The two sides of the aisle support these mandatory requirements, as conservative MEP Axel Voss also dubbed an unacceptable approach solely based on voluntary commitments, stating that minimum standards should cover transparency, cybersecurity and information obligations.

“We cannot close our eyes to the risks,” he said on X.

The Parliament wants to maintain the horizontal transparency requirements, which include providing model cards detailing the training process and all relevant information to comply with the AI law’s obligations for downstream economic operators that build an AI system on the model.

Green lawmaker Kim Van Sparrentak told Contexte the Franco-German-Italian approach was ‘preposterous’, noting how this argumentation was the same as Big Tech companies and that non-binding initiatives have had scarce results in the past.

In the working paper, the parliamentarians accept the idea of EU codes of practice but only to complement the horizontal transparency requirements for all foundation models and might be used, for instance, to establish the industry’s best practices on risk assessment.

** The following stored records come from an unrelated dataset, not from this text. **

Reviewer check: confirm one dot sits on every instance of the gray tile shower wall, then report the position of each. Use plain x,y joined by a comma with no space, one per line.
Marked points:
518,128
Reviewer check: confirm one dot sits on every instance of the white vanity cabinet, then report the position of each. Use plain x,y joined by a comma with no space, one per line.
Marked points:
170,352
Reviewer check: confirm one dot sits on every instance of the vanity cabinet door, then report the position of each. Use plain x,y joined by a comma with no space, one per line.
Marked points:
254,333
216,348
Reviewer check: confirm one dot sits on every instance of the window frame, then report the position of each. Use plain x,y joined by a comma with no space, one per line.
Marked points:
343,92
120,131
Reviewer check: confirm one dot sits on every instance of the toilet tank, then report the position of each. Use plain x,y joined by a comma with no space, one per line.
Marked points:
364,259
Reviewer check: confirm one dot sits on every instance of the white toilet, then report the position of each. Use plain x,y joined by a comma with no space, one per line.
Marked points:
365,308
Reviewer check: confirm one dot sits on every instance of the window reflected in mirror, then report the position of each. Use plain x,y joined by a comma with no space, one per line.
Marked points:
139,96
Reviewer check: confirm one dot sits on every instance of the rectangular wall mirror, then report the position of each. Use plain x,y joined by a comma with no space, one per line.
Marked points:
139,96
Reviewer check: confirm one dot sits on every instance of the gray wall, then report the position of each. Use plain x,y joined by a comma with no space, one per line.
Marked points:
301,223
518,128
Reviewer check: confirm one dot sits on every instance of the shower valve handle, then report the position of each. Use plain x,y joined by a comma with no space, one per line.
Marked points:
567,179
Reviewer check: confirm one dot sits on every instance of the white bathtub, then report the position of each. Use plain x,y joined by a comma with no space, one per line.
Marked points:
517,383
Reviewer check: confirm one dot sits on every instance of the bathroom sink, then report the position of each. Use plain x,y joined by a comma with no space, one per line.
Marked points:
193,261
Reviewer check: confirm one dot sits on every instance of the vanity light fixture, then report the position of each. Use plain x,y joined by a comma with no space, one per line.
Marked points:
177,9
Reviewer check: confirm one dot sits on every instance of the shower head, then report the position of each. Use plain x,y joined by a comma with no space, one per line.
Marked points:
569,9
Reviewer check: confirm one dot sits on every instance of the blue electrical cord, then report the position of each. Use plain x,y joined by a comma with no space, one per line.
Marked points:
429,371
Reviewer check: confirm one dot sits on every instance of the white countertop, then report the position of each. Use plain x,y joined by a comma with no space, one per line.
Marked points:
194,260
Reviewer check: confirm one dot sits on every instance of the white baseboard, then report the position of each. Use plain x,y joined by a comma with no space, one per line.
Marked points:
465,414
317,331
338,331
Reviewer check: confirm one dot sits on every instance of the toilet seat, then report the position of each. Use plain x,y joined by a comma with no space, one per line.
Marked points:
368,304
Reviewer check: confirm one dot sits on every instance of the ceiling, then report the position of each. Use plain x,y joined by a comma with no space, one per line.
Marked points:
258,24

Moreover, the MEPs want to extend the drafting process of these codes of practice to SMEs, civil society and academia, a principle that was removed from the Council’s version of the Commission compromise.

Regarding where to draw the line on models deemed to have systemic risk, the working paper outlines that EU lawmakers are not satisfied with a single quantitative threshold based on the amount of computing used to train a model that the Commission suggested.

Following an assessment from researchers at Stanford University, the Parliament wants the designation to be based on several criteria like the model’s capabilities, number of users, financial investment, modalities and release strategies.

The idea is to give the AI Office discretion in assessing whether a model poses a systemic risk for society based on this pre-set list of criteria, which can be revised to keep up with market and technological developments.

“We need safeguards for these models because of the impact they have, because of the versatility they have and the fact that we are going to soon find them in a lot of the products and services that are around us,” said Parliament’s co-rapporteur Dragoș Tudorache.